HOLLYWOOD — It is fast paced, exciting and physical, so many consider basketball a young person’s game – unless the game is part of the Native American Sports Association (NASA) tournament, where basketball lovers of all ages compete on the court.
Seven teams from three Tribes competed in the NASA Legends tournament on Jan. 10, and the players were only as old as they felt. The teams were made up of players older than 40, with the average age at 45.
“I’ve been playing basketball for about 35 or 40 years and I love it,” said Charlie Tiger, who at 50 was the oldest Seminole man to compete. “I’ve played against these Tribes, and they have some good players. But we want to win it all. We have some guys that can really run; they still have young legs on them.”
Most of the Legends players grew up playing in the Native American Youth Organization (NAYO) and graduated to NASA when they finished high school. Many of the athletes have competed against each other for years.
“The Legends are the generation that grew up in NAYO and even though they are older, they still want to play basketball,” said Moses Jumper Jr., a founder of both NASA and NAYO. “It’s good to see people I’ve known over the years. It’s also good to see some of these guys can still make their way up and down the court.”
Founded in 1985, NASA began as a way for southeastern Tribes to get together and compete in sports. Annual basketball, baseball and fast-pitch softball tournaments rotate among the member Tribes: Seminoles, Cherokees, Choctaws, Senecas and the Poarch Band of Creeks.

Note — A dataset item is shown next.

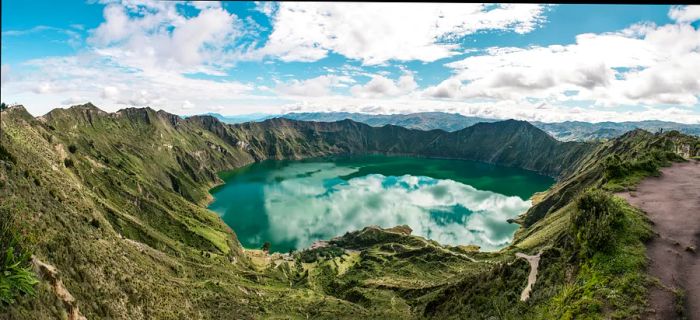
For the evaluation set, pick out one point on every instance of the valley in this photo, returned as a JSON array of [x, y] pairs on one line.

The organization strives to promote and ensure a standard of excellence in the performance among Native American players and coaches and strives to enhance good sportsmanship, honesty, integrity, sobriety and good relationships with Native America. Jumper said NASA and NAYO are the strongest Native sports organizations in the U.S.
During the tournament, play on the court was competitive, and the Seminole teams were the ones to beat. Teams in the men’s competition included defending champions Ol Skool, a Cherokee team from North Carolina; Native American Printing (NAP), a Choctaw team from Mississippi; and Still Got Game, a Seminole team. Their initial games were played at the David Posnack Jewish Community Center in Davie. The final was played at the Hollywood Gym.
“We’ve got to bring our ‘A’ game,” said Allen McInturff, a member of Still Got Game. “For me, it’s just being able to have time with my friends and cousins from different rezzes.”
“Every rez is represented on this team,” added Gary McInturff. “We’ve been playing these guys for 20 years.”
The tournament was a double elimination. With only three teams in the men’s Legends tournament, a blind draw was conducted to give one team a first-round bye. NAP got the bye. Still Got Game played Ol Skool in the first round and won 43-41. As winner, Still Got Game then played NAP but lost. They again had to play Ol Skool and lost, sending NAP and Ol Skool to the championship game. NAP won 59-51.
The women’s games were equally competitive. Two Seminole teams played in the competition: Southern Smoke and Jus Playin. The other teams were Rez Angels, a Choctaw team from Mississippi, and 4 Corners, a Cherokee team from North Carolina. The women played all their games at the Hollywood Gym.
To get the tournament started, Southern Smoke played Rez Angels and won 33-13. The other Seminole team, Jus Playin, then took to the court and beat 4 Corners 70-39. The final matchup for the championship game was all home-grown. Jus Playin defeated Southern Smoke 69-42.
The tournaments lasted well into the night, but the teams played their hardest. Although the tournament may have been exhausting for the Legends, the chance for victory was well worth the effort.